Background

Caregiving is stressful, and caregivers commonly neglect taking care of themselves. We tested the effectiveness of a virtual health coaching intervention focused on promoting self-care and demonstrated, at 6 months, that self-care, stress, and mental health-related quality of life (HRQL) improved significantly more in caregivers in the intervention group compared to the control group. The objective was to determine if the benefits of health coaching on self-care, stress, and HRQL were sustained at 12 months in caregivers of adults with chronic heart failure.

Methods

This was a secondary analysis of data from a prior randomized controlled trial. Informal caregivers (N = 250) were randomly assigned to an intervention group receiving virtual health coaching and web-based health information or a control group receiving only web-based health information. Caregivers in the 6-month intervention received ≤ 10 sessions of individual synchronous virtual health coaching promoting self-care. The primary outcome, self-care, was measured with the Self-Care Inventory. Secondary outcomes were stress (Perceived Stress Scale) and mental and physical HRQL measured with the SF-36. In this longitudinal comparative analysis of sustained effects, linear mixed effects models were used to estimate differences between groups in change from baseline to 12 months and from 6 to 12 months, the post-intervention interval. Change in the intervention group from 6 to 12 months was also analyzed. Statistically significant effect sizes are reported as estimated mean differences and 95% confidence intervals.

Results

Comparing the change in self-care between groups, we found no significant intervention effect from baseline to 12 months (p = 0.28) nor from 6 to 12 months (p = 0.08).
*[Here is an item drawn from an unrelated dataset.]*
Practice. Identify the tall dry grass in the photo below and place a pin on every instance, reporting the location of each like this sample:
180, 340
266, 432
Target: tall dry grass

Self-care did not change significantly within the intervention group from 6 to 12 months (p = 0.13). Compared to the control group, the intervention group had a significantly greater mean decrease in stress from baseline to 12 months (M=-2.64, 95% CI [-4.82, -0.46], p = 0.02), though not from 6 to 12 months (p = 0.11). Stress did not change significantly within the intervention group from 6 to 12 months (p = 0.45). We found no significant difference in the change in physical HRQL between groups from baseline to 12 months (p = 0.43 nor from 6 to 12 months (p = 0.052). However, physical HRQL increased significantly in the intervention group from 6 to 12 months (M = 1.44, 95% CI [0.02, 2.85], p = 0.047). Mental HRQL improvement did not differ significantly between treatment and control groups from baseline to 12 months (p = 0.64) nor from 6 to 12 months (p = 0.08). Mental HRQL did not improve significantly in the intervention group from 6 to 12 months (p = 0.37).

Conclusions

In informal caregivers of adults with heart failure, virtual health coaching led to sustained benefits in stress and physical HRQL, even 6 months after health coaching ended. Sustained benefit was not seen in self-care or mental HRQL.

Trial registration

Registered in ClinicalTrials.gov (NCT03988621) on October 23, 2019.